侮れない指標「工作機械受注」が示す景況感改善の予感
「前年比」でみると下げ止まり感
次に、工作機械受注の前年比グラフを作成すると、少し違った姿が浮かんできます。目下の前年比伸び率は40%近いマイナスを記録していますが、一方で前年比減少率のカーブは直近ではフラット化しつつあります。基調が反転した2018年前半頃は垂直的な落ち込みを示していましたが、19年入り後は減少ペースが徐々に緩やかになっています。 細かい数値を見ると、前年比減少率は19年6月に▲37.9%を付けた後、7月は▲33.0%、8月は▲37.0%、9月は▲35.5%、10月は▲37.4%と良くも悪くも横ばいにとどまっています。前年比で評価した場合、目下の基調判断は「下げ止まり」、「下げ止まりの兆し」といった表現がなじみます。
「前年の裏」横ばいでも伸び率改善
さて、ここからが本題ともいえるのですが、このような大幅な落ち込みを記録した後にしばしばみられるのは「前年の裏」という現象です(ベースエフェクトともいいます)。
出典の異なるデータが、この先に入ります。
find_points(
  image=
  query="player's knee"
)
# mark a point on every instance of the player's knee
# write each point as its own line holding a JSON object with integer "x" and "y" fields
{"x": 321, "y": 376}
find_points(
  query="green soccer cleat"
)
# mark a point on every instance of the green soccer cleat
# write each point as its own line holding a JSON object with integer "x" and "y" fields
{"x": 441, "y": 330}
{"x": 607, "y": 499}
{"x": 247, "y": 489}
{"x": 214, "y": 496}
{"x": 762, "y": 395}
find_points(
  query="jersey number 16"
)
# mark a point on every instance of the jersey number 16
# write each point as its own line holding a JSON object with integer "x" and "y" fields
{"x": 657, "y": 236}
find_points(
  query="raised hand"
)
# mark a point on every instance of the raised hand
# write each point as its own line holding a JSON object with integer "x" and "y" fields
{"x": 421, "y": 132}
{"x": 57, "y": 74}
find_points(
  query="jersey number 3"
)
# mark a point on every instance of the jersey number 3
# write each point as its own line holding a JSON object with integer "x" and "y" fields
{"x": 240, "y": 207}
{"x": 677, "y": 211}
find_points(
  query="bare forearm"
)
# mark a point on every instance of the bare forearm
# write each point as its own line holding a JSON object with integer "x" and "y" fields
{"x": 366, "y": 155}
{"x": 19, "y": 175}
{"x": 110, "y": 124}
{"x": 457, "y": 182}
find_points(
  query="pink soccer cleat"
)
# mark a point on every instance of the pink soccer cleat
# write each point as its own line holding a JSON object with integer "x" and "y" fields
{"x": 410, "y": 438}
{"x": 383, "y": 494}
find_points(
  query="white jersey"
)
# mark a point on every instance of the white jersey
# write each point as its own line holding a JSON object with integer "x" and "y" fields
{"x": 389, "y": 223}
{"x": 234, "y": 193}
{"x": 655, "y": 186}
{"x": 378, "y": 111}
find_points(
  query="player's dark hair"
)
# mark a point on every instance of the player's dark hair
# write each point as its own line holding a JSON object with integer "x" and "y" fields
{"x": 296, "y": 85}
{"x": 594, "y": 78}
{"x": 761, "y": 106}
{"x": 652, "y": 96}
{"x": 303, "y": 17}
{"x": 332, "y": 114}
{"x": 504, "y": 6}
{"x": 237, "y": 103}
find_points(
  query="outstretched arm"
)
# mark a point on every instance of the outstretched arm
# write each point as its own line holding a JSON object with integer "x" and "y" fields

一般論として、市場関係者は企業収益やマクロ環境を分析する際、前の年との比較でその伸び率をみますが、比較対象となる前年実績が極端に強かったり弱かったりすると、足もとの前年比伸び率が過大・過小評価され、景況感の形成に歪みが生じます。もちろん、そうした「前年の裏」要因は本来、除去して分析するべきですが、現実の世界では人々の景況感が改善することはよくありますし、またそうした状況で受注額が上向けば前年比の数値は非常に強くなります。
そこで工作機械受注額が(直近の実績値である)1000億円弱で不変と仮定してグラフを延伸すると、前年比減少率は急激に縮小し、半年後には1桁に落ち着きます。これは現在の比較対象が1500億円超のペースだった18年秋頃であるのに対して、先行きは比較対象となる前年実績が18年10~12月期の1350億円強、19年1~3月期の1200億円強と急激に低下していくためです。このまま設備投資意欲が回復せず、実績値が横ばい圏で推移したとしても、「前年の裏」に助けられる形で前年比伸び率は改善します。 当然のことながら、こうした前年比伸び率の縮小は見せかけの改善にすぎません。ただし、上述のとおり錯覚的だったとしても、人々の景況感が改善する可能性は十分にあります。工作機械受注に限らず、向こう半年程度は幾つかの製造業のデータが強めに出る可能性があるため、株式市場では製造業セクターを中心に業績底打ち感が意識されやすい時間帯になる可能性があります。